How to Read Mac Formatted Drives on Windows PC
If you’ve ever tried to use a Mac hard drive or USB key with a Windows PC, you’d know that Windows fails to read the contents of the drive. However, with third-party software, it’s still possible to view all the data that’s stored on the drive, even if it’s formatted for Mac.
By default, Mac-formatted drives using Apple’s APFS or HFS Plus file systems are not recognized by Windows, and as a result, you’re only provided with the option to erase the contents of the drive when it’s connected to the PC. This is why it’s recommended to use the FAT file system if you’re going to be using the drive on both Windows and macOS. But what if you can’t format the Mac drive, or what if you don’t want to? This is where the third party options come in.
If you’d like a solution to this issue, this article will cover how to use a Mac formatted drive on a Windows PC.
How to Read Mac Formatted Drives on Windows PC
For this procedure, we’ll be taking advantage of a third-party software called HFS Explorer, which is simple to use and completely free. You can download HFSExplorer here.
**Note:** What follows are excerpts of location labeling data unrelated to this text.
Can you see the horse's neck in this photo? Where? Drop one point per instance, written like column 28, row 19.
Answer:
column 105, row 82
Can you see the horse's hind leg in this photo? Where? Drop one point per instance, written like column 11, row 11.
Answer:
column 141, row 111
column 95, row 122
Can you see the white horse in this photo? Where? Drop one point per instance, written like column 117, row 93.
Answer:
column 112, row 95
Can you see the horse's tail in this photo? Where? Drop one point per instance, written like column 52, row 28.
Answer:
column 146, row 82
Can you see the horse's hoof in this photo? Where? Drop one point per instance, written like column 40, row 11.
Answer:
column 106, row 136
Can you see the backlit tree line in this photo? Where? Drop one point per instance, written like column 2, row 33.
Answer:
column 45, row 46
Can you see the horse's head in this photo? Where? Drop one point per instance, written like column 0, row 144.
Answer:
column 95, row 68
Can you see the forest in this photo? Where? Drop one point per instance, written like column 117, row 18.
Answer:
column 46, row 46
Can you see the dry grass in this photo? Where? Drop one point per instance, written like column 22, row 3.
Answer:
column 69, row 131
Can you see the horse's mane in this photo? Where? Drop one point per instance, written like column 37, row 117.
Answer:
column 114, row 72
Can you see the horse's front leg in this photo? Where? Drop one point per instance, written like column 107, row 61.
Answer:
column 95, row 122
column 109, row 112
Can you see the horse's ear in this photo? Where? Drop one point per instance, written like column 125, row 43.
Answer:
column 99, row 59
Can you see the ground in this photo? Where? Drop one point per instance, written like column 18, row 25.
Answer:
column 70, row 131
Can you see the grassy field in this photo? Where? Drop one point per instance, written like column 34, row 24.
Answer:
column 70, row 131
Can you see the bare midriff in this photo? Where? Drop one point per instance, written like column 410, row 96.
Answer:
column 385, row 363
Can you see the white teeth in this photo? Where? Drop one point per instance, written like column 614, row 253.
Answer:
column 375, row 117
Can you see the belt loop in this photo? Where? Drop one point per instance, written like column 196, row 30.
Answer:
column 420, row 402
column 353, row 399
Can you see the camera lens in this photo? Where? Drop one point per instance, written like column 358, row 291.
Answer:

Once you’ve installed the software on your Windows PC, connect your storage drive to the computer and simply follow the steps below.
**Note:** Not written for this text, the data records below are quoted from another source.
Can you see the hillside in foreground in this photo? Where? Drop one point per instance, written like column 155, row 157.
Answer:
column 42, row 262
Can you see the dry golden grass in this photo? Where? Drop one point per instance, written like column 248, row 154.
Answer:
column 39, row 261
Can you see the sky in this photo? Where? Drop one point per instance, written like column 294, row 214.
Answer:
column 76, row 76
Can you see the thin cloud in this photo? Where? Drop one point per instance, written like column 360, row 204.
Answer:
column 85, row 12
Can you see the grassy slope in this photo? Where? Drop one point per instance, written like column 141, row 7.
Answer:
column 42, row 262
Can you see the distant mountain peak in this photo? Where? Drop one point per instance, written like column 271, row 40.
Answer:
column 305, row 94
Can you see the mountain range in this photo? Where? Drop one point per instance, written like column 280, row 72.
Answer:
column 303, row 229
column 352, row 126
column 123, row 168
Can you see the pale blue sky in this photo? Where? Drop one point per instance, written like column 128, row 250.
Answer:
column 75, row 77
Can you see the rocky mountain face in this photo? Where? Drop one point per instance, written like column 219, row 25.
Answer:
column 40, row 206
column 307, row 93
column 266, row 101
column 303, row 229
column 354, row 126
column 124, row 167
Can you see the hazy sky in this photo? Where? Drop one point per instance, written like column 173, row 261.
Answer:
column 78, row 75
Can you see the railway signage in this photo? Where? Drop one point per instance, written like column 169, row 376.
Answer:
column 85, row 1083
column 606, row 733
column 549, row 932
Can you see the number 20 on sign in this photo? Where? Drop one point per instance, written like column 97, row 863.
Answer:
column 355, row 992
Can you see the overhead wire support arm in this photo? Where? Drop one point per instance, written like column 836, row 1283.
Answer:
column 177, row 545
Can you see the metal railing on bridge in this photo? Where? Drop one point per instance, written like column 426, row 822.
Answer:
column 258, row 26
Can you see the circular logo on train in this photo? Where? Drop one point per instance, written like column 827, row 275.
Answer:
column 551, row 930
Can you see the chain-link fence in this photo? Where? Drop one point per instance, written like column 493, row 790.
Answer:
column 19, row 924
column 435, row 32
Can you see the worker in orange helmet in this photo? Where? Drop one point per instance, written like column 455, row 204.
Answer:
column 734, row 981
- Open HFSExplorer on your PC and click on File -> Load file system from device from the menu bar.
- Next, you can select your drive from the list of “Detected devices” as shown in the screenshot below. Click on “Load” to load and view the contents of the drive within HFSExplorer.
That’s pretty much all you need to do, you should now be able to read Mac HFS formatted storage drives on a Windows PC.
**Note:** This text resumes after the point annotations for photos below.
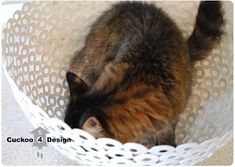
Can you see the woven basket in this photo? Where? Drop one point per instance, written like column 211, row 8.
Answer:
column 38, row 42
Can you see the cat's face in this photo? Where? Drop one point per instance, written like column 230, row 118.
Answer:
column 123, row 121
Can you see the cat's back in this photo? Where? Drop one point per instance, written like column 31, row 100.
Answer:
column 135, row 32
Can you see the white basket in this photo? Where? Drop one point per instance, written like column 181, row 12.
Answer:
column 38, row 43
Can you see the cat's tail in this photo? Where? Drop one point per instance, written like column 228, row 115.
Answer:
column 208, row 29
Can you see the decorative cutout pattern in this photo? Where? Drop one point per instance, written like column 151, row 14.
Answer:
column 38, row 42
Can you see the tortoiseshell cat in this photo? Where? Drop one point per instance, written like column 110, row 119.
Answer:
column 135, row 72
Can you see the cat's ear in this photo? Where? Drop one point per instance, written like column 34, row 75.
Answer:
column 93, row 126
column 76, row 85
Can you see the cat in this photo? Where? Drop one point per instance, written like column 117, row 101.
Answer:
column 133, row 77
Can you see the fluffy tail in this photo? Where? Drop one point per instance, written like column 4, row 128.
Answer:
column 207, row 31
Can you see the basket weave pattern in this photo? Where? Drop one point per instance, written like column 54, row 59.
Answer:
column 38, row 43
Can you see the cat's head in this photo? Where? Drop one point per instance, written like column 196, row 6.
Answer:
column 102, row 116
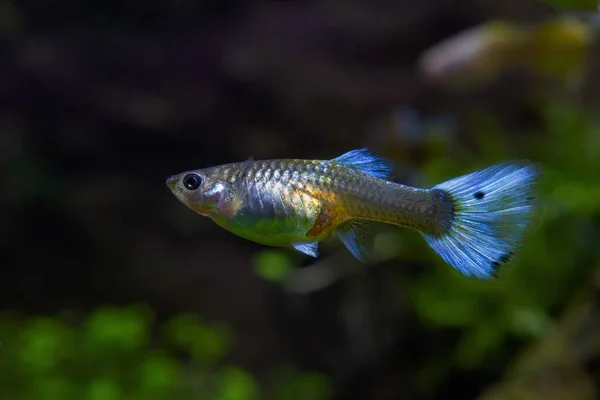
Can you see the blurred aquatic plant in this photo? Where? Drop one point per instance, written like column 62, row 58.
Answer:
column 553, row 263
column 556, row 49
column 113, row 354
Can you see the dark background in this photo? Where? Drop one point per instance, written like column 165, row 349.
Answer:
column 100, row 101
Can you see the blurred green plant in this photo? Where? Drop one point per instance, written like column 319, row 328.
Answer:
column 114, row 354
column 521, row 306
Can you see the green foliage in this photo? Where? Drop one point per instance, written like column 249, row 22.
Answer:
column 555, row 259
column 273, row 265
column 112, row 354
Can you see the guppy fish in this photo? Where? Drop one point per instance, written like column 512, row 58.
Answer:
column 475, row 222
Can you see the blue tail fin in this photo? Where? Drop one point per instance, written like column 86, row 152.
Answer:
column 492, row 209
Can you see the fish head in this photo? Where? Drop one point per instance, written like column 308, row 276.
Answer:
column 206, row 192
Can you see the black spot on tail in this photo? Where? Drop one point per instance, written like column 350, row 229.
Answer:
column 504, row 258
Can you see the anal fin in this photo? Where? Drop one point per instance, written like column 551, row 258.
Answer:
column 310, row 249
column 355, row 236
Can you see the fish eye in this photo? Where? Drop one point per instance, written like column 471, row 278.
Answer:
column 192, row 181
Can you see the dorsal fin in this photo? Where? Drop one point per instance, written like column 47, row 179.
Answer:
column 364, row 161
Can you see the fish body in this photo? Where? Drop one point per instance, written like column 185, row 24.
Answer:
column 299, row 203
How to Format a Mac Formatted Drive from Windows
If you’re not concerned about losing the data or contents of the drive and just want to use it with Windows, you can easily format the drive to a Windows-supported format. This will permanently erase all the files stored on the drive, so don’t do this unless you don’t mind losing everything on it. Connect your drive to the PC and follow the steps below.
- Open the File Explorer, right-click on the drive and then choose “Format”.
- Here, under “File System”, select either “NTFS” or “exFAT” using the dropdown and click “Start” to format the drive.
That’s all there is to it, now the drive that was once formatted for Mac is now formatted for Windows PC instead (again, this erases the data on the disk to format the drive).
It’s important to note that if you format your drive using NTFS file system, you won’t be able to write files to the drive on a Mac unless you fiddle with drive UUID to enable NTFS support which is not generally recommended. If you wish for Mac and PC compatibility, you’ll need to choose exFAT to access the drive on both operating systems. You could use FAT32 file system too, but the maximum file size is limited to just 4 GB which is not as usable in many cases if you work with larger file sizes.
For what it’s worth, HFSExplorer isn’t the only software that can read Mac-formatted drives. It just happens to be a free option that is open source. But one downside to HFSExplorer is that it is read only, whereas some users may need to write to the Mac drive from Windows as well.
What about writing to Mac formatted drives from Windows?
If you’re willing to pay, you could purchase Paragon HFS+ for $20 which lets you read HFS formatted drives, and write files to the drive too, the latter being a major feature that HFSExplorer lacks. Paragon’s tool installs a file system driver that allows you to access a Mac-formatted drive just like any other storage drive in File Explorer.
This is obviously aimed at reading Mac drives on a PC, but if you’re simply looking to exchange files between Mac and Windows, you can share between Mac and PC using SMB networking as discussed here which is a great method for computers on the same network. Or you can use iCloud Drive in Windows and also from the Mac to share files between the two platforms seamlessly as well.
We hope you managed to read a Mac-formatted drive on your Windows PC without having to format it. Was HFSExplorer good enough for your needs? Or are you planning to purchase paid software like Paragon HFS+ to have write permissions too? Did you find another solution for reading and writing to Mac hard drives on a PC? Let us know your experiences, thoughts, and opinions in the comments section down below.
We come across old Mac computers that windows doesn’t even detect as a drive. When connected to a new Apple, the drive is detected and can be read/copied. What’s the best program set up so my PC can detect Apple drives and copy them? We have clients bring in old computers they’ve had in the attic. PC’s, no problem, but since we work with PC’s, we’ve been having a hard time reading Apple drives.
What’s the best to install to our PC’s so it can detect and copy from the Apple drives?
There is another fantastic product that’s been around for a very long time that allows you to read HFS and APFS (in beta) drives on windows called MacDrive. https://www.macdrive.com
MacDrive is from OWC, Paragon is another option too
But I think those are paid solutions
Paragon makes an NTFS client for Mac OS, as well, also $20. It gives full R/W/repair access to NTFS without having to “fiddle with drive UUID”.